En ce qui concerne la scène britannique, je la trouve si vivante et, d’une certaine manière, différemment liée aux traditions musicales noires américaines. La différenciation entre musique « sérieuse » et musique « populaire » n’est pas aussi présente qu’en Suisse ou en Allemagne, et c’est quelque chose que j’apprécie vraiment.
C’est une différence que je trouve méprisable pour être honnête. Parce que très souvent, ce ne sont que des mécanismes post-coloniaux qui entrent en jeu dans un milieu par ailleurs très éduqué. C’est tout simplement ignorant et raciste et ça n’a aucun rapport avec des critères musicaux objectifs…
- Ydivide © Florian Spring
- Quels sont vos projets ?
La tournée de sortie d’Ydivide est l’objectif principal pour le moment. Je suis toujours en train de trouver des concerts pour 2025. Mais c’est une tâche très difficile !
Je travaille sur l’incorporation de paroles dans la musique de mon groupe suisse Murmullo et j’espère enregistrer quelque chose d’ici la fin de l’année. La pandémie a interrompu brusquement ce groupe et je suis heureux que nous le fassions enfin revivre. Il y a une collaboration avec Mostafa Taleb, un joueur de kamancheh iranien de Bruxelles avec lequel j’espère avancer. Nous avons vraiment une alchimie particulière. Je suis en train de produire un EP où je chante en suisse allemand et j’espère sortir cette musique bientôt.
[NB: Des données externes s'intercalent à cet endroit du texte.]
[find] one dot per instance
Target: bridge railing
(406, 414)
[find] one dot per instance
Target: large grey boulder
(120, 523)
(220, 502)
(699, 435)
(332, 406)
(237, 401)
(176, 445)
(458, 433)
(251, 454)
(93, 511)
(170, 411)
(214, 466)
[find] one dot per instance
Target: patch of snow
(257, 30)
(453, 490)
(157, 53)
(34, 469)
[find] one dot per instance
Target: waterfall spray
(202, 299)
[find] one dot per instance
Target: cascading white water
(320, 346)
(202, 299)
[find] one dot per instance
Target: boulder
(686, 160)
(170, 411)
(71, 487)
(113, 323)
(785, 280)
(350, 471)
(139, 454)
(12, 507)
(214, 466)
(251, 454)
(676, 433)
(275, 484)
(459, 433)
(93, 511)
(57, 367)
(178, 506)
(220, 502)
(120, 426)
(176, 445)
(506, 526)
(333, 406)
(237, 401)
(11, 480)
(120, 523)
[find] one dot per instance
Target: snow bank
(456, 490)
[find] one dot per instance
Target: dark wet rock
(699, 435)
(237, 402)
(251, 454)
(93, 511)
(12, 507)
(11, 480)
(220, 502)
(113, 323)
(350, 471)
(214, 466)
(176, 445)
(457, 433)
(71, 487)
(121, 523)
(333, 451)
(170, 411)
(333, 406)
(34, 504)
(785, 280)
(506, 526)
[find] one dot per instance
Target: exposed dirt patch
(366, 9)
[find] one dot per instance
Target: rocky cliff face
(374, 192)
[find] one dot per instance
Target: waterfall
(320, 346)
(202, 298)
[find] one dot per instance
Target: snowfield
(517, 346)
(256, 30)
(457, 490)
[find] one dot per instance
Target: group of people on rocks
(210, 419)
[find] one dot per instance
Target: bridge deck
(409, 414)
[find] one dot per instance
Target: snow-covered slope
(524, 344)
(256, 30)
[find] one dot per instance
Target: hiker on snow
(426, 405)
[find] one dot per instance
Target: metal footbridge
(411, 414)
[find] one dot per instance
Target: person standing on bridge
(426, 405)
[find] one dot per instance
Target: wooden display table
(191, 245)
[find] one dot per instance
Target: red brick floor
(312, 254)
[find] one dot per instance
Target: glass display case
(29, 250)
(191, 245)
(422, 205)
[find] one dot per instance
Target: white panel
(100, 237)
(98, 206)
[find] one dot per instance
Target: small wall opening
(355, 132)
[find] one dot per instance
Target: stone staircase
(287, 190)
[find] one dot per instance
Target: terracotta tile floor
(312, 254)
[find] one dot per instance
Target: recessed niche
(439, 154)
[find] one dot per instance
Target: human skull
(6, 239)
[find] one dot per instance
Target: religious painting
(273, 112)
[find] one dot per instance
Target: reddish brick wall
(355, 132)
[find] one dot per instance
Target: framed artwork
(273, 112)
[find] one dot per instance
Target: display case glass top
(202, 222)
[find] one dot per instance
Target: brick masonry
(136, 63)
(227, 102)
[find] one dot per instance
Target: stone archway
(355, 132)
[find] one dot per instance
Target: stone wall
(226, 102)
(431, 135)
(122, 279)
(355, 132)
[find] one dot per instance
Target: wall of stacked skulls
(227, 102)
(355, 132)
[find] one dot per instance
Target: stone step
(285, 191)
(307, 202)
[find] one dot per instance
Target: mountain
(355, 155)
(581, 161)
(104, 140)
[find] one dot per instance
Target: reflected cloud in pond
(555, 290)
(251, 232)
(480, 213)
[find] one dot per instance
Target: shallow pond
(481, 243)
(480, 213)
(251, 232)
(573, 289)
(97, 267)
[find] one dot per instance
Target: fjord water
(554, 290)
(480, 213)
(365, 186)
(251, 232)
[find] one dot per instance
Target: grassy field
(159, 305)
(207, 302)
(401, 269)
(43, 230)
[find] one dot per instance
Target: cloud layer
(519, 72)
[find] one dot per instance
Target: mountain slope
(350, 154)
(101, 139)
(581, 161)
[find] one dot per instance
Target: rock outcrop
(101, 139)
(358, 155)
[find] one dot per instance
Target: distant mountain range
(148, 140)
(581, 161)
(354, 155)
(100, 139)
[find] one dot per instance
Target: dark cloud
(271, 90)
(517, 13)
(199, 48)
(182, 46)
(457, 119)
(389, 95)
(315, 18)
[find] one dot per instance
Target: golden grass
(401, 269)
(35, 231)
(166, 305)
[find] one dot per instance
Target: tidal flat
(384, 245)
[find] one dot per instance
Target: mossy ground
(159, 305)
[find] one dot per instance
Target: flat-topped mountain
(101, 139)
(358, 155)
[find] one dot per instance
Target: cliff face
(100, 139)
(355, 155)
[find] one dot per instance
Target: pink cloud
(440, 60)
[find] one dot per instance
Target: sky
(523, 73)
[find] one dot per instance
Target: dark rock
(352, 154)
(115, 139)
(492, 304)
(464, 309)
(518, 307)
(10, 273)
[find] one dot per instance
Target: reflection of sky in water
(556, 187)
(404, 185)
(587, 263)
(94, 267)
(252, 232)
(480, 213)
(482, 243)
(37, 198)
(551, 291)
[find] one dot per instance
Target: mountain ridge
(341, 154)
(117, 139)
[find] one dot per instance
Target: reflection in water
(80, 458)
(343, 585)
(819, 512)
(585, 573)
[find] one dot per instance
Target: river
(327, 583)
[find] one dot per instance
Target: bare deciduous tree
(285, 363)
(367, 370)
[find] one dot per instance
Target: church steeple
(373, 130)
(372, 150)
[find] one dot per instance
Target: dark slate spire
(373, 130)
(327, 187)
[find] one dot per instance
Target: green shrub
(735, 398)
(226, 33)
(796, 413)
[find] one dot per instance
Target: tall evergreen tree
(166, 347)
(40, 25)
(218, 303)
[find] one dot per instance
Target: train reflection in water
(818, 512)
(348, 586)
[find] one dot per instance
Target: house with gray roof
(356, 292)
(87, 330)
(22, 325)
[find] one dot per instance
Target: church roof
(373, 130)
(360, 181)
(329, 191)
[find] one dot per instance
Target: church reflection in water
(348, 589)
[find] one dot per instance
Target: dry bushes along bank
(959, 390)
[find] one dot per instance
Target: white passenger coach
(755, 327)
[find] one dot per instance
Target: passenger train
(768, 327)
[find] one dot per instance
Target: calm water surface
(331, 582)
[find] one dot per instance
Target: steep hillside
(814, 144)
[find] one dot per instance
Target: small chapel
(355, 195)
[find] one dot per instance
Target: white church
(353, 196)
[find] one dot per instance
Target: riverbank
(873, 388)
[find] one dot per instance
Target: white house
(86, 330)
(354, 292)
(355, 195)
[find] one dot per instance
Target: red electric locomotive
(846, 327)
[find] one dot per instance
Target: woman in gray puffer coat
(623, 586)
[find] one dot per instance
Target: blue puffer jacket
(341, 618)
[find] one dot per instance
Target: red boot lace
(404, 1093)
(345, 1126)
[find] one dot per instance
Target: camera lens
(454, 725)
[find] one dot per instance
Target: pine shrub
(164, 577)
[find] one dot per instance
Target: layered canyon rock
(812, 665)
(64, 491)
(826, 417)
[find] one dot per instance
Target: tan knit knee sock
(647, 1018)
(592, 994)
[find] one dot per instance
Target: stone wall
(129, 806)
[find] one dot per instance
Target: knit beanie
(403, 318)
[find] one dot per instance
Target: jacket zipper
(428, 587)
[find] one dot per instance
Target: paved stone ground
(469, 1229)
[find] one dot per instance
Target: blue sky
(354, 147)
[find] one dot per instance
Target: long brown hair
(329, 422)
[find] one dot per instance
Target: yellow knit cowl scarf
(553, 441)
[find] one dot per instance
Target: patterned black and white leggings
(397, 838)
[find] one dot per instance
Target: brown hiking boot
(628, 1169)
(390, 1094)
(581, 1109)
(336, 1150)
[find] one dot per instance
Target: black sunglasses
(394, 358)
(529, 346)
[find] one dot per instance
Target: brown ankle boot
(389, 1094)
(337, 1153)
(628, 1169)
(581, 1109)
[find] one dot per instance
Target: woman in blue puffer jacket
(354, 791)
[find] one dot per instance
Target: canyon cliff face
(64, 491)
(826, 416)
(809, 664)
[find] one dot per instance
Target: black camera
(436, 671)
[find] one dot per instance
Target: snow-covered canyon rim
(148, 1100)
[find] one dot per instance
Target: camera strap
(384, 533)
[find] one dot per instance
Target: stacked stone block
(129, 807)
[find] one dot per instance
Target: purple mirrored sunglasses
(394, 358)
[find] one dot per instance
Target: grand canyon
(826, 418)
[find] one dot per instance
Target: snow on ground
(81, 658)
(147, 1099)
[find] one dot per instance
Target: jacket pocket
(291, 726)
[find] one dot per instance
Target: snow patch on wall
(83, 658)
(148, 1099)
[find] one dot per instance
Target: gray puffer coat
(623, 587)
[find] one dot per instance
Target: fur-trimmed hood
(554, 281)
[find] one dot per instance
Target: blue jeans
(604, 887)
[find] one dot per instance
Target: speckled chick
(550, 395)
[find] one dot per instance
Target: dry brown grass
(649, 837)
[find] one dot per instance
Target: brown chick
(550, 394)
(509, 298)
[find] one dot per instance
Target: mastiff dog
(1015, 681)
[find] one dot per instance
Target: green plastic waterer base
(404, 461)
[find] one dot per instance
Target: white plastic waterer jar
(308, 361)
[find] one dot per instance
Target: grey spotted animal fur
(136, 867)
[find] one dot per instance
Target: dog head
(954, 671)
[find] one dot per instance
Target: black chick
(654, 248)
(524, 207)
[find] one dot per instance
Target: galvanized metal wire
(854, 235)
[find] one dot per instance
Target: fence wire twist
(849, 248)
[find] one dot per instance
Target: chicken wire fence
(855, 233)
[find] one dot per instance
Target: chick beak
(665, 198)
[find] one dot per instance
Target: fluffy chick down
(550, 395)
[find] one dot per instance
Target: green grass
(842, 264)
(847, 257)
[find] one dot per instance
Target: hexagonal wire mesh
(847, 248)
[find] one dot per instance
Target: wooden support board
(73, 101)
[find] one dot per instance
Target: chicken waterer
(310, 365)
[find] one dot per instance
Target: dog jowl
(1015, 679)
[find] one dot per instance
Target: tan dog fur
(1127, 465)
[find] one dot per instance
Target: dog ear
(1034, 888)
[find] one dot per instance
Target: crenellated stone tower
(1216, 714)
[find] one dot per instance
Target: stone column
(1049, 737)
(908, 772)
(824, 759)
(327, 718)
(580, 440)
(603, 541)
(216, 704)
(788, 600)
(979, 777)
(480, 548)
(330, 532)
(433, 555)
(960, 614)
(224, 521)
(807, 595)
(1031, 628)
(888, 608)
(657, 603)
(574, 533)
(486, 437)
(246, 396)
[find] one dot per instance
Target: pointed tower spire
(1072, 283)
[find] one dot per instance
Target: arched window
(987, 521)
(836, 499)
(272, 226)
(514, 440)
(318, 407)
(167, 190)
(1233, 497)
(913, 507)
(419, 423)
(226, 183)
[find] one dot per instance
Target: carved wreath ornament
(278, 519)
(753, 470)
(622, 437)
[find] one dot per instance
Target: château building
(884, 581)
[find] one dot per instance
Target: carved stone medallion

Le quartet avec Julie Campiche continue et nous commençons à travailler sur de la nouvelle musique cette année. Je travaille avec le groupe folklorique suisse Moes Anthill et j’attends avec impatience la sortie de notre nouvel album. Kate Birch a sorti un très bel album et j’espère jouer à nouveau avec Laura bientôt. C’est une phase spéciale maintenant, parce que cette année, je jouerai un peu moins en concert que ces dix dernières années, donc je veux vraiment passer un peu plus de temps à composer, en espérant établir une routine créative plus cohérente.
J’organise également des modules sur la professionnalisation pour les étudiants en musique à la Hochschule Luzern - Musik et c’est quelque chose que j’aime beaucoup, car l’école et les étudiants sont fabuleux.